An in-person Sunbelt conference at Paris. This time I’ve fortunately got a prime time slot to present on the soon-to-be-wrapped-up work on “evidencing preferential attachment in dependency network evolution”; slides are in pdf and html.
This is built on the following two pieces of work:
- Last year we incorporated extreme value theory & mixture modelling when fitting to degree distributions. What we’ve found is that most networks are partially scale-free, meaning that the degrees follow the power law up to a certain threshold $u$, and the integer generalised Pareto distribution above $u$. This led to the paper in Statistica Neerlandica.
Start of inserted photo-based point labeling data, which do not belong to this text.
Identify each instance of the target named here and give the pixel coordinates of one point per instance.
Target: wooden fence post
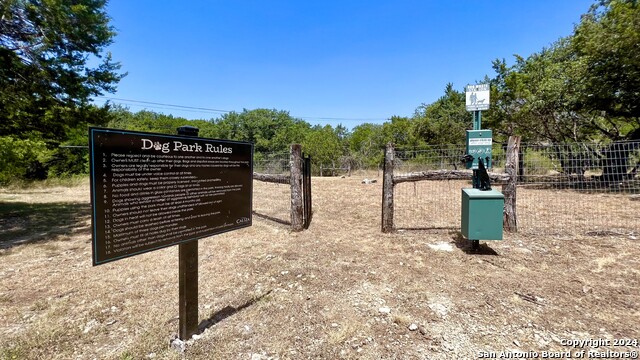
(297, 219)
(510, 216)
(387, 190)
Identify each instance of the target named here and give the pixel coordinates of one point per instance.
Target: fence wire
(563, 189)
(272, 200)
(579, 188)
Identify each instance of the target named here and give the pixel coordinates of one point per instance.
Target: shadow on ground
(228, 311)
(466, 246)
(23, 223)
(274, 219)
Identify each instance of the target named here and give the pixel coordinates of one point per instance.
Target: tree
(445, 120)
(607, 44)
(323, 145)
(46, 77)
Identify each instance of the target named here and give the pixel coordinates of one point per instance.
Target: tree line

- My PhD student Thomas Boughen also presented this time, based on this preprint. What he has shown is that the preference function of preferential attachment model can be modified to accommodate both a flexible heavy-tail behaviour and the partial scale-freeness of the degree distribution. The degree is raised to a power (which can be greater or smaller than 1) up to a threshold $v$, followed by a straight line above $v$. Note that $v$ has nothing to do with $u$ above. This will be called the piecewise preference function, and denoted by $g(d)$ where $d$ is the degree.
Utilising the above results, this project does something different, in the presence of network evolution data i.e. granular increments of the network over time:
- We model the increments directly in a statistical way in order to evidence preferential attachment;
- At the same time, we use the piecewise preference function and infer its parameters.
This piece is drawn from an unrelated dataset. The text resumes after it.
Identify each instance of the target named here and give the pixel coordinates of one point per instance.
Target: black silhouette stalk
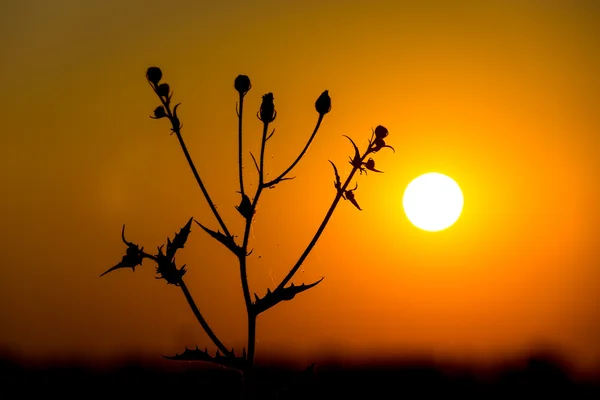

One might wonder, how is this different to the existing approaches such as ERGM or REM, as they can also evidence preferential attachment? I had a little think about this on the train to the airport, and this is a rough comparison assuming directed networks:
- Under traditional models, $Y_{ij}$ is a Bernoulli random variable with probability $p_{ij}$ where $\log(p_{ij}/(1-p_{ij})) = \beta_0+\beta_1~d_j^{\alpha}$ or some more general linear form involving $d_j$ ($j$’s total or in-degree).
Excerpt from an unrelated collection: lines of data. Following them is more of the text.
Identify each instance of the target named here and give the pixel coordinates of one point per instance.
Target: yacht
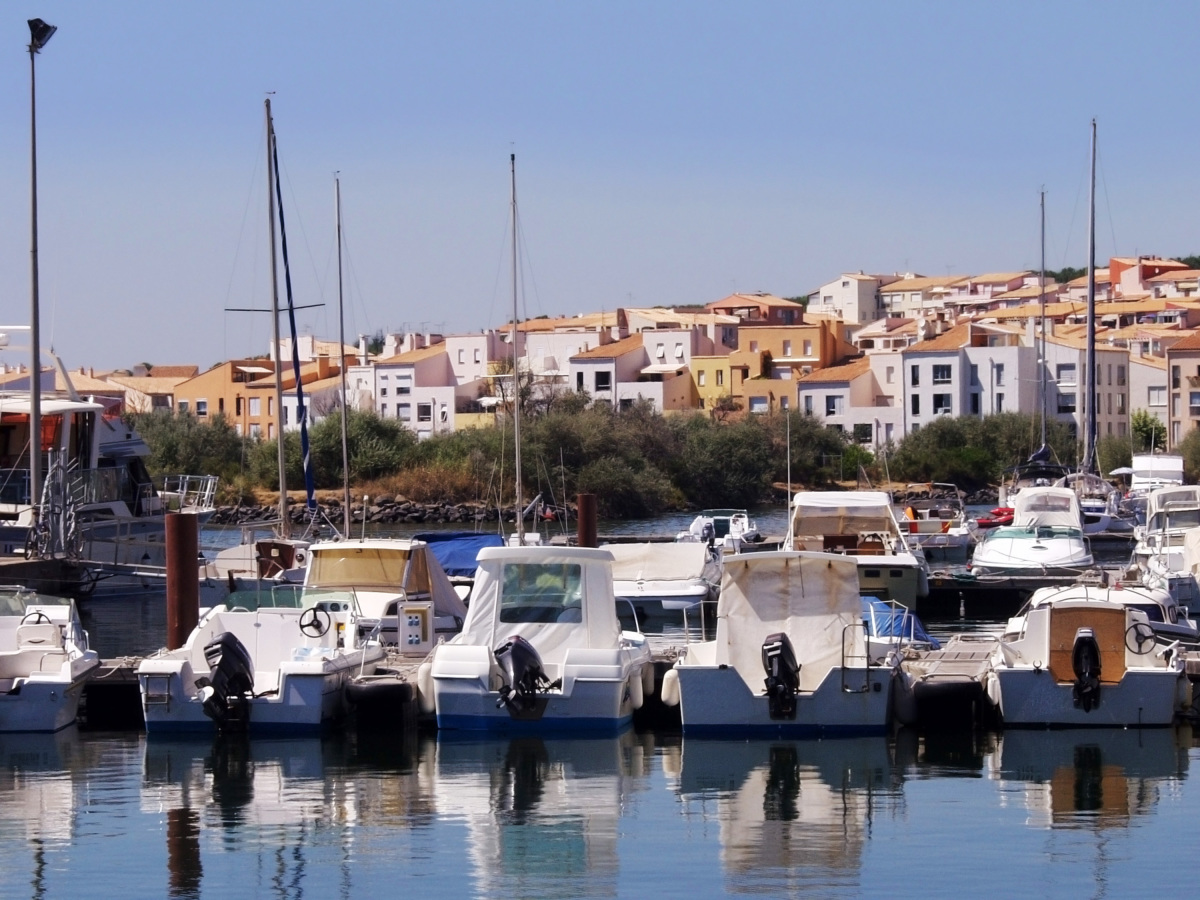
(45, 660)
(862, 525)
(541, 649)
(790, 657)
(1045, 538)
- Under our approach, the collection ${Y_{ij}}_j$ follows the multinomial distribution with probabilities ${g(d_j)/\sum_k~g(d_k)}_j$. This allows us to put a Poisson prior on the mean of the random variable of the number of new edges and integrate this variable out using the multinomial splitting property of Poisson.
The traditional models are more flexible in the sense that other features or properties such as homophily and reciprocity can be incorporated by additional terms in the linear predictor. This is going to be slightly trickier for our approach - I haven’t figured out how to apply our framework to other properties yet.